Day 29 - Tables in Python

Skills: None

Pre-reading: 10.1.1, 10.1.2, 10.1.3

Intro (10 mins)

  • Today we introduce Pandas, a popular Python library for working with tables (DataFrames).
  • A DataFrame is a table with rows and columns, similar to a spreadsheet or a Pyret table.
  • A Series is a single column (or row) of data from a DataFrame.
  • Example: Restaurant orders table, with columns for date, dish, quantity, and order type.
    import pandas as pd

    data = {
    'date': ['2023-07-01', '2023-07-01', '2023-07-02', '2023-07-02', '2023-07-03'],
    'dish': ['Pasta', 'Salad', 'Burger', 'Pasta', 'Steak'],
    'quantity': [2, 1, 3, 2, 1],
    'order_type': ['dine-in', 'takeout', 'dine-in', 'dine-in', 'takeout']
    }
    orders = pd.DataFrame(data)
    print(orders)
  • You can also load data from a CSV file (locally or, as shown here, from a URL):
    orders = pd.read_csv("https://pdi.run/f25-restaurant-orders.csv")
  • Access columns by label: orders['dish'], rows by index: orders.iloc[2].
  • Filtering: Use boolean masks to select rows, e.g.:
    dine_in_orders = orders[orders['order_type'] == 'dine-in']
  • Cleaning: Replace missing values (NaN) with a default:
    orders['order_type'] = orders['order_type'].fillna('unknown')
  • All of these operations are similar to what you did with tables in Pyret, but with different syntax and, more complexity (though also, more power).

Class Exercises (35 mins)

  • Load a CSV file (either from a URL or local file) into a DataFrame.
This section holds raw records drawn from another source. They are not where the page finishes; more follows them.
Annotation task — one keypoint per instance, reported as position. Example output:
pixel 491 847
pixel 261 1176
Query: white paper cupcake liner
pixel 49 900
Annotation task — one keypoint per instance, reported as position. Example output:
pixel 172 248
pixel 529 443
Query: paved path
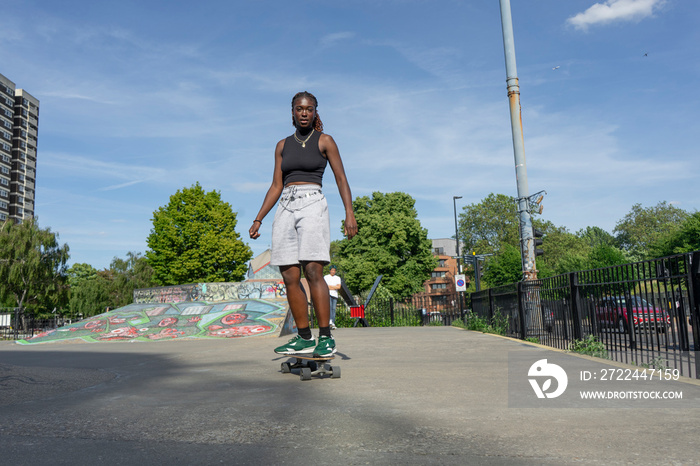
pixel 430 395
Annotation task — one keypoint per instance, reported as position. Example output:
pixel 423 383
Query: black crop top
pixel 303 163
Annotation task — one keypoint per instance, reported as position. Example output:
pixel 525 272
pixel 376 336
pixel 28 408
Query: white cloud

Consider using an example from earlier in class. Print the first 5 rows.
  • Create a DataFrame manually with at least 5 rows and columns: date, dish, quantity, order_type.
  • Access the dish column and print all unique dish names.
  • What does orders['quantity'][1] return? Try it and explain.
  • Filter the DataFrame to show only orders where order_type is "takeout".
  • Replace all missing values in the order_type column with "unknown".
  • Filter the DataFrame to show only orders where quantity is greater than 1.
  • What does orders[orders['dish'] == 'Pasta'] return? Try it and explain.
  • Filter the DataFrame to show only orders from a specific date (e.g., "2023-07-02").
  • Add a new column called total_price that is quantity * 10 (assume each dish costs $10).
  • What happens if you try to access a column that doesn't exist? Try it and note the error.
  • Save your filtered DataFrame to a new CSV file.
  • Try sorting the DataFrame by quantity in descending order.

Wrap-up (5 mins)

  • Pandas DataFrames let you work with tables in Python, similar to Pyret tables but with more features.
  • You can create, load, clean, filter, and manipulate tabular data efficiently.